How Do You Know If a Graph Database Solves the Problem?
- 11 minutes read - 2194 wordsOne of the greatest questions to consistently badger a developer is "what technology should I use?". The analysis from days of thought and input determines which option(s) (from an increasingly growing number) best suits the need, manages volume and demand, plans for long-term strategy, simplifies/reduces support, and gets approved by colleagues and management.
This may sound even simpler than it sometimes can be in real life. The decision’s complexity is often compounded by how much buy-in is needed, and the current constraints of existing technology and developer knowledge. For instance, investing in an unknown or newer solution means understanding that there will be learning costs that will need to be allocated.
If you are researching graph databases, you may have been awed by the complex analysis it can handle or the simplicity that it allows you to interact with your data. Perhaps you were star-struck by pretty visualizations or the possibilities of lightning-fast queries. Then again, maybe you are desperate to learn something new and want to experiment with this graph database stuff.
But how do you know for sure that graph is the right solution for your business or technical need? What kind of investigation do you need to be certain of its value? What makes a graph database special over another solution for your project?
In this post, I want to highlight some of the scenarios that can guide you towards or away from using a graph database. These are not strict guidelines, but rather some opportunities to evaluate whether graphs fit your use case before exploring it in-depth as a solution.
Self-Evaluation: Are You Desperate to Use a Graph Database on Anything?
I think we as developers (or <insert position title here>) want so strongly to use or learn something new that we choose the solution and apply it to the next “victim” project that comes up. Most of us probably know that we should not do this, but in reality, we may not step back to think about our actions until it is too late to change solutions.
To alter this mindset, we need to put each problem through analysis first before evaluating various solutions. What is the motivation for using this technology? What will it provide that others cannot? Asking these and other questions will help you understand the reasons why you should or should not use the technology. Possible solutions should be drawn out and well-researched to see what the advantages and disadvantages of each are.
From there, a few different individuals should review to catch any missing thoughts or remove any options that do not meet enough requirements.
When Are Graph Databases NOT a Good Fit?
As most companies are, Neo4j is biased towards its products and their usefulness. We all wish our products could be used for everything, but there will never be anything in this world that is one-size-fits-all. There are too many individual and unique ideas, people, problems, and technologies for that to exist (and that’s a good thing!). Most of what you will learn about any company’s product is likely from the company itself, which usually focuses on the positive aspects and everything that you can do with it.
….But what about knowing what you cannot or should not use it to do?
If your use case passes all of the following scenarios, this should help solidify that graph is an excellent option.
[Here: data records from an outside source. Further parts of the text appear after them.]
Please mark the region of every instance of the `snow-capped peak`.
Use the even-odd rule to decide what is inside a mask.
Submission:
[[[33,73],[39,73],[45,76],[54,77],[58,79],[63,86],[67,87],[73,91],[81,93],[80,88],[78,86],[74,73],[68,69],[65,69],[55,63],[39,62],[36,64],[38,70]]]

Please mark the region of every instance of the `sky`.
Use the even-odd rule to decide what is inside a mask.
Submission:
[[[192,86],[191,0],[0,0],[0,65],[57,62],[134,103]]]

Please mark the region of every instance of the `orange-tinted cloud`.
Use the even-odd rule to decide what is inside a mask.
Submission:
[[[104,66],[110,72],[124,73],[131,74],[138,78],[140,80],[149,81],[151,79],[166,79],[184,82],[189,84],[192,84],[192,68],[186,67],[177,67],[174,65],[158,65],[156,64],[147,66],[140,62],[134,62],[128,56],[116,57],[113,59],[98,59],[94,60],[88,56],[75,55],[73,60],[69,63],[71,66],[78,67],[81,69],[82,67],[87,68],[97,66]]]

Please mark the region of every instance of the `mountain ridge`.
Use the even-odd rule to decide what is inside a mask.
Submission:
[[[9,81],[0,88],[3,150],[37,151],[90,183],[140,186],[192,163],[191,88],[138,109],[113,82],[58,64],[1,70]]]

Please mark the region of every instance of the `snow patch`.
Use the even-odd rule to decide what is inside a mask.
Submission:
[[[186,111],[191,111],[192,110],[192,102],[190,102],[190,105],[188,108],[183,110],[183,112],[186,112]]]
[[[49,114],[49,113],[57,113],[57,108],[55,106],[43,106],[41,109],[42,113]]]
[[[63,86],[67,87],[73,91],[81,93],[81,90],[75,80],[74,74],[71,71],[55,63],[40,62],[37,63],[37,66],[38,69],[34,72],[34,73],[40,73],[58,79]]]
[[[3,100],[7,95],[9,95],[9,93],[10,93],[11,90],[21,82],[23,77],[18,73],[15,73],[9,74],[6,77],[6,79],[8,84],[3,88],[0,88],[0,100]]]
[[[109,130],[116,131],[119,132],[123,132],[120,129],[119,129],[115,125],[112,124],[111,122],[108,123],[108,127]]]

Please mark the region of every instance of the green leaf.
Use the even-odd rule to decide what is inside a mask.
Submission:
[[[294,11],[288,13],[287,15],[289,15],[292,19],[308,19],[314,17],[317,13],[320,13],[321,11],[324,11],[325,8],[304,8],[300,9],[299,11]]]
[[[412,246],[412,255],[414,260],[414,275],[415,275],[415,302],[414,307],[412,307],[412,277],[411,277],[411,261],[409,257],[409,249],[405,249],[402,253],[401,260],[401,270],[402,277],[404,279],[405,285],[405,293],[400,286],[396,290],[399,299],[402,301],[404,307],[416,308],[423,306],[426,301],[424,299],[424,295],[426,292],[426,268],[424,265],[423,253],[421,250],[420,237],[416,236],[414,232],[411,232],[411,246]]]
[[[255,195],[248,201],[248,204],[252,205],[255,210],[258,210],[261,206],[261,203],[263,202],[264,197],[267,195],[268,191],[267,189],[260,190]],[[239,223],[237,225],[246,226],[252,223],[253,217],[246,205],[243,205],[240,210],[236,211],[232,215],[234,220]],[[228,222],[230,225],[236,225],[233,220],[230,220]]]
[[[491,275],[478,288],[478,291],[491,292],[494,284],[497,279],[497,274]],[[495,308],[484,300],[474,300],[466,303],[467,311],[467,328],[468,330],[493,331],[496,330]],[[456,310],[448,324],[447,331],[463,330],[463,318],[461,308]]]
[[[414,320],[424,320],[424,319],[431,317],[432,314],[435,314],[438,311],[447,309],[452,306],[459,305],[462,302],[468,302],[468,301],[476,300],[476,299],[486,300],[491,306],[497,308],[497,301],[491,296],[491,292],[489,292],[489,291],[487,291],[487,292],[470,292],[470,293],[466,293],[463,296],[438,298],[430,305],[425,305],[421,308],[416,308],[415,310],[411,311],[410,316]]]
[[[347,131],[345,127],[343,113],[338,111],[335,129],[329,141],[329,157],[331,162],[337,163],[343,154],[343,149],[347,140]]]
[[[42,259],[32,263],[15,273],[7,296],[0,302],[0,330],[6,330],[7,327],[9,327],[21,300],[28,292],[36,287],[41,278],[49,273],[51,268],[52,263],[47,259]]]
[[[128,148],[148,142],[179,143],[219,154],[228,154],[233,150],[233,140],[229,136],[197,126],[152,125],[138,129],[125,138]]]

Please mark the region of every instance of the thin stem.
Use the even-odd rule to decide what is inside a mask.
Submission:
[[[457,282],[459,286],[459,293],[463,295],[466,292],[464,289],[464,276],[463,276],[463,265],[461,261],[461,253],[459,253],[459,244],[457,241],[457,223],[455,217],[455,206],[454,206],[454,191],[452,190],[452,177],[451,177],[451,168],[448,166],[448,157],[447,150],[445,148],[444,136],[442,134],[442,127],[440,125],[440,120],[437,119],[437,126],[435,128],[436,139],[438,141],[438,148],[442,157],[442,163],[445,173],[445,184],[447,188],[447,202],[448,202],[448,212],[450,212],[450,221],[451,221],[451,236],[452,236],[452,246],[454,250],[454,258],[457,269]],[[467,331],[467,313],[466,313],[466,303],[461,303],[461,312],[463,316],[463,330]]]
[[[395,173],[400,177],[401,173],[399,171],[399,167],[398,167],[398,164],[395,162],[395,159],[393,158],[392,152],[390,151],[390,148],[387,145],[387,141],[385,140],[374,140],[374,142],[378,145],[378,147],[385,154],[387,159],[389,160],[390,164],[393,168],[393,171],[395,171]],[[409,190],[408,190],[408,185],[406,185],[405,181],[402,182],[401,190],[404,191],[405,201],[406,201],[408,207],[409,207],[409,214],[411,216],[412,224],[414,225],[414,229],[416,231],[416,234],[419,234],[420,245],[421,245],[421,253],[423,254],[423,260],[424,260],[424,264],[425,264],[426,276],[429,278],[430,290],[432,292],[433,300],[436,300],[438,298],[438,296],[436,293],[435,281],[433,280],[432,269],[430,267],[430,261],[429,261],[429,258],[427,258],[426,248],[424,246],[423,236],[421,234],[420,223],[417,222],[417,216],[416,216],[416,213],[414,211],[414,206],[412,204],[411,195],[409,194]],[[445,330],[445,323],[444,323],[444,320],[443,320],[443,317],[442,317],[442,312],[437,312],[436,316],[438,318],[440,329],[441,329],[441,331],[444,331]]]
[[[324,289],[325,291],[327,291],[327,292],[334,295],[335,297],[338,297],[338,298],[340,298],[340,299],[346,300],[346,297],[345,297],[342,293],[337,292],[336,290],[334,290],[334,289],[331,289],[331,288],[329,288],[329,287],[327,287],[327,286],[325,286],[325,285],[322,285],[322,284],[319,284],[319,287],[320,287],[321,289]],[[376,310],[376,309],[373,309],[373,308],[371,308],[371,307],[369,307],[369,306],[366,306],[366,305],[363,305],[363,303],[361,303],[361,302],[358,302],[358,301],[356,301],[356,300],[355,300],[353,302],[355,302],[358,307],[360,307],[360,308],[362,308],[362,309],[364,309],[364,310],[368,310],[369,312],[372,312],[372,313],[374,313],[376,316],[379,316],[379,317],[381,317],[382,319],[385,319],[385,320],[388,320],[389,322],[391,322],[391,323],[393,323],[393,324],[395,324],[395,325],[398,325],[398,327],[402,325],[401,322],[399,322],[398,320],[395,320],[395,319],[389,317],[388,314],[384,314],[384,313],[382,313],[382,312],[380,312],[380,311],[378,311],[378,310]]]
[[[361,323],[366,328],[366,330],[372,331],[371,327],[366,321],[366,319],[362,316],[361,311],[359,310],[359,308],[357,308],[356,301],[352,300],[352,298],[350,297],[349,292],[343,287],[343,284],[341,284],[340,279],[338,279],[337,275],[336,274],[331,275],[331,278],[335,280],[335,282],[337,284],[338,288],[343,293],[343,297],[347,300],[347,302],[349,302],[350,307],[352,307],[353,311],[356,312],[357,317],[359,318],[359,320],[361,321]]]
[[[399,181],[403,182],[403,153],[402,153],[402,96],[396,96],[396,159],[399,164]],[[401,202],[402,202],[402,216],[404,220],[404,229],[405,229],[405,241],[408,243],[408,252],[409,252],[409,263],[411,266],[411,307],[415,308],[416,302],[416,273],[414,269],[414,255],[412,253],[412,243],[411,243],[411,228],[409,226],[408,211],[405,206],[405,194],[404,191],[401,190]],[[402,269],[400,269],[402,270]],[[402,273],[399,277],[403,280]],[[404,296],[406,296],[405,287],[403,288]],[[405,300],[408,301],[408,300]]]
If your use case fits any of these scenarios, though, hopefully this will dissuade you and provide reasons against using graph and potentially ending up with the wrong tool for the wrong job. There may be additional cases that do not work well for graphs that I am not aware of, but this list is of those that I know thus far.
Where data is disconnected and relationships do not matter.
If you have transactional data and do not care how it relates or connects to other transactions, people, etc, then graph is probably not the solution. There are some cases where a technology simply stores data, and analysis of the connections and meanings among it is not important.
Requirements for write-only transactions and for simple queries that do not have SQL join statements are good indicators that your use case may not be suited to a graph database. You might have queries that rely on sequentially-indexed data (next record stored next to previous one in storage), rather than relationship-indexed data (record is stored nearest those it is related to).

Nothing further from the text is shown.